Christy Brown doğuştan beyin felci hastası, bu doğuştan engeli onun resim yapıp yazılar yazmasının engeli olmadı. Doğduğunda ”işe yaramaz, embesil” diyen doktorlara karşı asla vazgeçmeyen, oğlundan umudunu kesmeyen annesinin fedakarlığıyla başarılı bir yazar oldu. Christy bunu sol ayağının felçli olmadığını fark etmesiyle başardı, tüm beynini sadece sol ayağına odakladı böylece kendini ifade etti.

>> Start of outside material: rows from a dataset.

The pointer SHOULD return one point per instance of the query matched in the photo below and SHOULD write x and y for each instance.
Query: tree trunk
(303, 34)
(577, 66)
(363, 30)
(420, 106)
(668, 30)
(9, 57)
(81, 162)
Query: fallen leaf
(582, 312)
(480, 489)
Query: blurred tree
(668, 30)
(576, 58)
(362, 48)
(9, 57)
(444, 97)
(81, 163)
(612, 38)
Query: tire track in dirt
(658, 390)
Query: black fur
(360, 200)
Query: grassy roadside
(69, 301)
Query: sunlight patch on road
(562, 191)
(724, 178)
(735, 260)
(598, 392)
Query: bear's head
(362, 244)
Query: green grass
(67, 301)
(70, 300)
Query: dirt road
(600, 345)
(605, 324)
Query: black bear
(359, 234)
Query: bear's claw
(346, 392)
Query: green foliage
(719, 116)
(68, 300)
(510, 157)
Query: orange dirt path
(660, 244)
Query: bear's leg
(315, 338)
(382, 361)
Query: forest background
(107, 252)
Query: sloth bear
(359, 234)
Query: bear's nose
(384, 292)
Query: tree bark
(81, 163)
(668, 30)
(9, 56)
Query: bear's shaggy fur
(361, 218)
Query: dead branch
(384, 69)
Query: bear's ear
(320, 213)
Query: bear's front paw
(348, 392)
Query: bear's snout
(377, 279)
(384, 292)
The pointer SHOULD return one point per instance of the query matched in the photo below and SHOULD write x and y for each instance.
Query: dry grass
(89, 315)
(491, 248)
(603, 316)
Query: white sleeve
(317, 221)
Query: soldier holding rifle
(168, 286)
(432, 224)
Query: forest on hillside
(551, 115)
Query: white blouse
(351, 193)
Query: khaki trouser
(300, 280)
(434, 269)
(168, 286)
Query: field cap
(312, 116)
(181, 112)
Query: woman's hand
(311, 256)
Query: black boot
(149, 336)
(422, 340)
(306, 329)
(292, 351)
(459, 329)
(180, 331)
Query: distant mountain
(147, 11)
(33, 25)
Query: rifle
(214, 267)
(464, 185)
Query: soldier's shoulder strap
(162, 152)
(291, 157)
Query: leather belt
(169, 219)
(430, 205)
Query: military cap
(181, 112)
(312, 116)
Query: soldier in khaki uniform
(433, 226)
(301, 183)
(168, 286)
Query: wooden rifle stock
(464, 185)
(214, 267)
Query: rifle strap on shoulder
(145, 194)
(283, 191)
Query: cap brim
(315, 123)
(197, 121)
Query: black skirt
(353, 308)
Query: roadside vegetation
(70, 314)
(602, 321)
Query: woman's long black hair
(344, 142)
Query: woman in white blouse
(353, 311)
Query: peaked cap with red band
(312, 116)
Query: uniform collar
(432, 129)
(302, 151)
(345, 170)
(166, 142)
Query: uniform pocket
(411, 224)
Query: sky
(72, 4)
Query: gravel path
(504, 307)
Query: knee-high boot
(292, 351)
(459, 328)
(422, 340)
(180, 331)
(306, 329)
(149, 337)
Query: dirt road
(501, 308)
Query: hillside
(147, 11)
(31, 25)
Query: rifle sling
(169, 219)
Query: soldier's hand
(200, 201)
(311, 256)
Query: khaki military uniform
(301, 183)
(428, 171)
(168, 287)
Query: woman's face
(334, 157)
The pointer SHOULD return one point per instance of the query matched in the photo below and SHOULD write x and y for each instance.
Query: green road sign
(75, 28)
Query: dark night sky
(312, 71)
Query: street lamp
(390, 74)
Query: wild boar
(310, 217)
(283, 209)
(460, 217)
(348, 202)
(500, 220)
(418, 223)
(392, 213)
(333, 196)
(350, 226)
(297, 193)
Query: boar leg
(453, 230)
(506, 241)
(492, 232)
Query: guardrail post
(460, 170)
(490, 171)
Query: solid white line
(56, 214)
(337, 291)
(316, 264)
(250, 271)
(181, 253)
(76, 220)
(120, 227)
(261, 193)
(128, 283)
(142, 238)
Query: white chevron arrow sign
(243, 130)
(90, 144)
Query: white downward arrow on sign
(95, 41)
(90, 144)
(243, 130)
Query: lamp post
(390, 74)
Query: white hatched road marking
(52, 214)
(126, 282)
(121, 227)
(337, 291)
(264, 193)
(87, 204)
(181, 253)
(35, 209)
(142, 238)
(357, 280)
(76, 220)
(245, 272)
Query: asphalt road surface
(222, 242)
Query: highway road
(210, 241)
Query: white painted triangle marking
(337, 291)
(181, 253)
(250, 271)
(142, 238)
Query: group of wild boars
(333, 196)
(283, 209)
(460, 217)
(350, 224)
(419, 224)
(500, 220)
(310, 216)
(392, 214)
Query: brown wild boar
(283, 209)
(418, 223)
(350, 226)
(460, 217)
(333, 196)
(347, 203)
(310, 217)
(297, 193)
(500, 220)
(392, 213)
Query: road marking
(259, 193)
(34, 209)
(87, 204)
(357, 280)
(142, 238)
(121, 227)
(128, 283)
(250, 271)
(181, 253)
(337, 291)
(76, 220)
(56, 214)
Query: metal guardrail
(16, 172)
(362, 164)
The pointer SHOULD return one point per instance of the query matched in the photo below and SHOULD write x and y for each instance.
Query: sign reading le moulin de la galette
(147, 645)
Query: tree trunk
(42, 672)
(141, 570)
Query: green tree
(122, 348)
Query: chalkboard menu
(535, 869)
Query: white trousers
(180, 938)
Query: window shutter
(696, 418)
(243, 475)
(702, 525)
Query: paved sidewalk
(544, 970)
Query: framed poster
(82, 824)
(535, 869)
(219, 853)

Açıkçası benim kitabı okuduktan sonra filmi izleme sebebim, Christy’nin fiziksel görünüşünü merak etmemdi. Kitapta her hareketi ayrıntılı şekilde anlatılmıştı ama ben yine de görmek istedim. Filmi izlerken acıma duygum arttı. Ama sonra kitapta olup filmde olmayan bir cümle aklıma geldi. Christy ona acıyarak baktıklarını hatırlayınca şöyle demişti. ”Acıyan bir bakışın bir zamanlar canımı nasıl acıttığını hatırlayabiliyorum.” Doğrusu bu cümle benim tüm engellilere karşı bakış açımı değiştirdi. Christy’in kendisine sempatiyle bakılmasını istediğini birçok durumda anlamıştım. Benim onda en çok etkilendiğim durum toplum içinde kendisine acıdığını belli etmeyip gururlu davranması yalnız kaldığında ise kendinden nefret edip sürekli kendine acıması. Christy’in ağlama krizleri, büyüdüğünü anladığındaki üzüntüsü çok içtendi. Özellikle büyüdüğünde kendinden yaşça küçük çocuklarla tedavi görmesi onu çok rahatsız ediyordu. Bu anlarda onu çağıran doktorlara onun için çabalayan insanlara bir yandan kırılganca bir yandan sertçe tepkiler veriyordu. Bir defa ”Ertelenmiş umut zarar verir” demişti. Ama demek ki onun içindeki umut hiç kesilmemiş ki bu kadar başarılı bir sanatçı olmuş.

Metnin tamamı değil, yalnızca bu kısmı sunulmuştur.